THE EDITED PRESS RELEASE: Here comes Cheekface’s Emphatically No. It’s the second full-length album from the Los Angeles indie-rock trio of guitarist/singing person Greg Katz, bassist/other singing person Amanda Tannen and drummer Mark “Echo” Edwards. This is a record obviously influenced by great American talk-singers like Lou Reed, Jonathan Richman and Stephen Malkmus, British post-punk bands like Wire and The Fall, and proto-indie bands like The dB’s and Minutemen. However, Cheekface chart their own course with their humorous, self-effacing, and openhearted lyrics that set the mundanity of daily life against the backdrop of our catastrophic world, as in the memorable Best Life, which starts with the band mumbling “Everything is normal,” before Katz blurts out, “Due to personal reasons, I said nothing in therapy / we just laughed and laughed and laughed and laughed and laughed!”
Katz and Tannen, both indie band lifers, started writing Cheekface songs together after the 2017 presidential inauguration. “The world seemed very destructive at the time. It obviously still does.”Katz says. “We felt like we needed to balance out the destruction by creating something.” The two songwriters, joined later that year by Edwards on drums, had few aspirations or expectations for the band, and have said they didn’t think the songs would reach too far outside their practice space in Echo Park. But the band’s second single Dry Heat/Nice Town, a playful talk-singing pub rock tune about leftist protest culture, created an underground hubbub, getting regular play on tastemaker radio stations and chalking up a half-million streams. The song ended up being the lynchpin of the band’s debut album Therapy Island, released in March 2019.
Following Therapy Island, Cheekface’s singles and their singalong, everyone-in-the-audience-climbs-on-the-stage live shows created a cult around the band’s sideways lyrics, catchy choruses, and windows-down grooves. Over the course of 2019 and 2020 they recorded the 13 songs that make up their sophomore effort Emphatically No. The album refines Cheekface’s sound, spotlighting the words, hooks and bass lines that have become the band’s signature, along with the cut-and-paste production stunts that pop up periodically in their recordings (album opener Listen To Your Heart. No. drops out entirely in the middle, replaced by the band members barking like dogs).

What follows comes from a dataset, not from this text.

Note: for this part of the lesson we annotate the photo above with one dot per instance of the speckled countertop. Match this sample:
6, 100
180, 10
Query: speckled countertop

The songs on Emphatically No. muse on the geopolitics of the day (“Nations collapsed and I left it on read” goes the Minutemenesque Original Composition), managing your mental health (“I am young, dumb and full of psychiatric medication,” Katz sings in the Cars-like Emotional Rent Control), millennial solipsism (“And of course I relate to Lena Dunham, I relate to every annoying genius,” the band claims on the Sweet Janey Don’t Get Hit by a Car), fascist government’s grip on the attention economy (“They want your attention 24/7? Resistance is easy: call your mom,” goes the breakneck Call Your Mom), and the groaning hypocrisy of political discourse (“What makes a man want to be a referee, holding others to a standard that he does not meet?”the band asks in the funk-punky (I Dont Want to Go to) Calabasas). Throughout the album, Cheekface toe the line between sending up society and turning the scrutiny on themselves. “No one else is the punchline of these lyrics, even if you recognize some of the characters in the songs,” Katz says. “If me and Mandy are poking fun at anyone, it’s us.”